Malcolm Hoenlein, executive vice chairman of the Conference of Presidents of Major American Jewish Organizations, which represents some 51 leading Jewish organizations, has also asserted, “When the government of Egypt originally seized this property, that was clearly wrong. The fact that Coke joined in needs to be taken into account. It is not realistic to give back the property, but it is realistic to provide fair compensation to the Bigios.” Hoenlein emphasized, “The very essence of the word ‘compensation’ means it must be a fair amount.”

As to Coke’s legal argument, “Seizure of Jewish citizens’ property in Nazi Germany did not violate international law,” which it asserted as a basis to excuse a similar theft in Egypt, a Coke spokesman stated, “Mischaracterizing a legal citation from a 1997 court filing to suggest that it represents our Company’s broader, well-established views on universal human rights is inappropriate. To even remotely suggest that the Company somehow condones the Nazi seizure of property is ridiculous and offensive.”
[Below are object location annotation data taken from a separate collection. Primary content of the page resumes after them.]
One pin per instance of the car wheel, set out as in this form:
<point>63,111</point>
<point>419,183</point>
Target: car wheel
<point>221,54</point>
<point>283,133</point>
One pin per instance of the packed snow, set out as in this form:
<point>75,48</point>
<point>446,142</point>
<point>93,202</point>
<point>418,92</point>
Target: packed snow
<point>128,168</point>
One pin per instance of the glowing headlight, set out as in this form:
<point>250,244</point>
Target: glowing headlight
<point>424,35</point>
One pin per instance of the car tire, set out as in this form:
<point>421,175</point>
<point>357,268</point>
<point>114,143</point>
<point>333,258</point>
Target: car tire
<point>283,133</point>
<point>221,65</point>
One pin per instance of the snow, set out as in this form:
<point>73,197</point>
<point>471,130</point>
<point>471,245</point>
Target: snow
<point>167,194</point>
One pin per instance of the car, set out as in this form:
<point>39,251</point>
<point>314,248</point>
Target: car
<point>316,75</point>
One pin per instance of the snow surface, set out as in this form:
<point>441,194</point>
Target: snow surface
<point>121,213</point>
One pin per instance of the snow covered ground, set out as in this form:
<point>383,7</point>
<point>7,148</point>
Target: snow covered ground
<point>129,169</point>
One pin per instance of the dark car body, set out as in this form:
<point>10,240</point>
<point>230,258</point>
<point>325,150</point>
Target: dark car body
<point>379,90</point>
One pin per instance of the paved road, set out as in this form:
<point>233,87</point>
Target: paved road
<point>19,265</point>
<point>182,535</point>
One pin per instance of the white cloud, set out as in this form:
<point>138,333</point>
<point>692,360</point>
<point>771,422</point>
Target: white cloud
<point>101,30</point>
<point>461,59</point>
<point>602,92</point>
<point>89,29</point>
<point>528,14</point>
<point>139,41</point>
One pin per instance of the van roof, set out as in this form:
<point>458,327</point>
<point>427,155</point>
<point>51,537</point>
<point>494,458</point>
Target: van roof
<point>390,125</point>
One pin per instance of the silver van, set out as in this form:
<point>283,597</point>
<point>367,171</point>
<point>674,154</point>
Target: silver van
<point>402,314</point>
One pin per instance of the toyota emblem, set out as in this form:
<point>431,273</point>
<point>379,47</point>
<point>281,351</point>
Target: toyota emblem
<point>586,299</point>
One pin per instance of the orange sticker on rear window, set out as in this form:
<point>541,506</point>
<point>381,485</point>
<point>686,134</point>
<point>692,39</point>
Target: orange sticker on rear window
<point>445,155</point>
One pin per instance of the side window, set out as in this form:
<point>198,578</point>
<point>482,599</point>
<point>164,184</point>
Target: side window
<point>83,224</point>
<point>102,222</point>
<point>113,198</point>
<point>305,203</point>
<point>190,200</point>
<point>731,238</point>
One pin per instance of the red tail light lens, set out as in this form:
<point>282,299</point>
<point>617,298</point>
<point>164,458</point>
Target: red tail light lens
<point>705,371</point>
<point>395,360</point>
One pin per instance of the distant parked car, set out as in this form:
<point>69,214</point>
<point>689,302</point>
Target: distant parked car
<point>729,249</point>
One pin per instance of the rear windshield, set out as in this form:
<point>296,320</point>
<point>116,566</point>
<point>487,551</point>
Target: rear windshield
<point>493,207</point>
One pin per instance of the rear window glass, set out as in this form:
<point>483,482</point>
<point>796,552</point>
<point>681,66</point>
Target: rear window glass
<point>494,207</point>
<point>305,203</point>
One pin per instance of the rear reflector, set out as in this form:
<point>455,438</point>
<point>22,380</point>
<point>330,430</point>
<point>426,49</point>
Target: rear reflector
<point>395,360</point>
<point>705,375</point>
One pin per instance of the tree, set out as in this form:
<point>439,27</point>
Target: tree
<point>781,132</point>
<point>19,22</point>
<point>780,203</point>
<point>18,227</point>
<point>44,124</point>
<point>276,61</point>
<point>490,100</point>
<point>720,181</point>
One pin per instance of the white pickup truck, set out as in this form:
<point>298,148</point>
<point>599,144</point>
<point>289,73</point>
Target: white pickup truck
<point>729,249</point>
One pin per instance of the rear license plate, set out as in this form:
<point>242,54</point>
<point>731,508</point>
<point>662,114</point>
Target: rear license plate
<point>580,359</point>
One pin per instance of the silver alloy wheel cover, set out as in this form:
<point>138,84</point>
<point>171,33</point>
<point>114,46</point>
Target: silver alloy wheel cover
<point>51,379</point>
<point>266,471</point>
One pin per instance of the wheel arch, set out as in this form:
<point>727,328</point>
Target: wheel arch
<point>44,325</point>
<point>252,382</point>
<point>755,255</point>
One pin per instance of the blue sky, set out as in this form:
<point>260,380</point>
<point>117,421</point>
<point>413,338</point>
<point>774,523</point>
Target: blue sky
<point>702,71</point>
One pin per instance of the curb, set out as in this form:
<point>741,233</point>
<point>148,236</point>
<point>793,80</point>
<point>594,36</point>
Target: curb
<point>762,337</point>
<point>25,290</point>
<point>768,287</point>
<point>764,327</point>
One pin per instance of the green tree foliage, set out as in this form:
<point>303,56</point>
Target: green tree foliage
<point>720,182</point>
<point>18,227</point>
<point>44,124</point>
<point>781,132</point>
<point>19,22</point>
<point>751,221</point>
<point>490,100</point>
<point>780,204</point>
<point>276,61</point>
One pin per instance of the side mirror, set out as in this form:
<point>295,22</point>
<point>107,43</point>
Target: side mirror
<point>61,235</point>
But constitutional attorneys Alyza Lewin and Nathan Lewin maintain that Coca-Cola’s pleadings speak for themselves. Coke claims its use of the Bigios’ property is legal because Nasser’s seizure of Jewish property was lawful. In making that argument, Coke adopted the position that  “Nazi seizure of Jewish property was not an illegal act.”

As for the question of whether Coke chairman Muhtar Kent had dishonored his father’s legacy by advocating that “seizure of Jewish citizen’s property in Nazi Germany did not violate international law,” a Coke spokesman stated, “This is not relevant to this case.” When Kent’s office was called directly, the switchboard operator brusquely informed, “He does not wish to talk about it.”

But Bigio does want to talk about it. He says, the case is now between him and Muhtar Kent. Bigio insists, “Only Kent can do the right thing.”

Edwin Black is the award-winning and New York Times bestselling author of IBM and the Holocaust, as well as The Farhud: Roots of the Arab-Nazi Alliance in the Holocaust.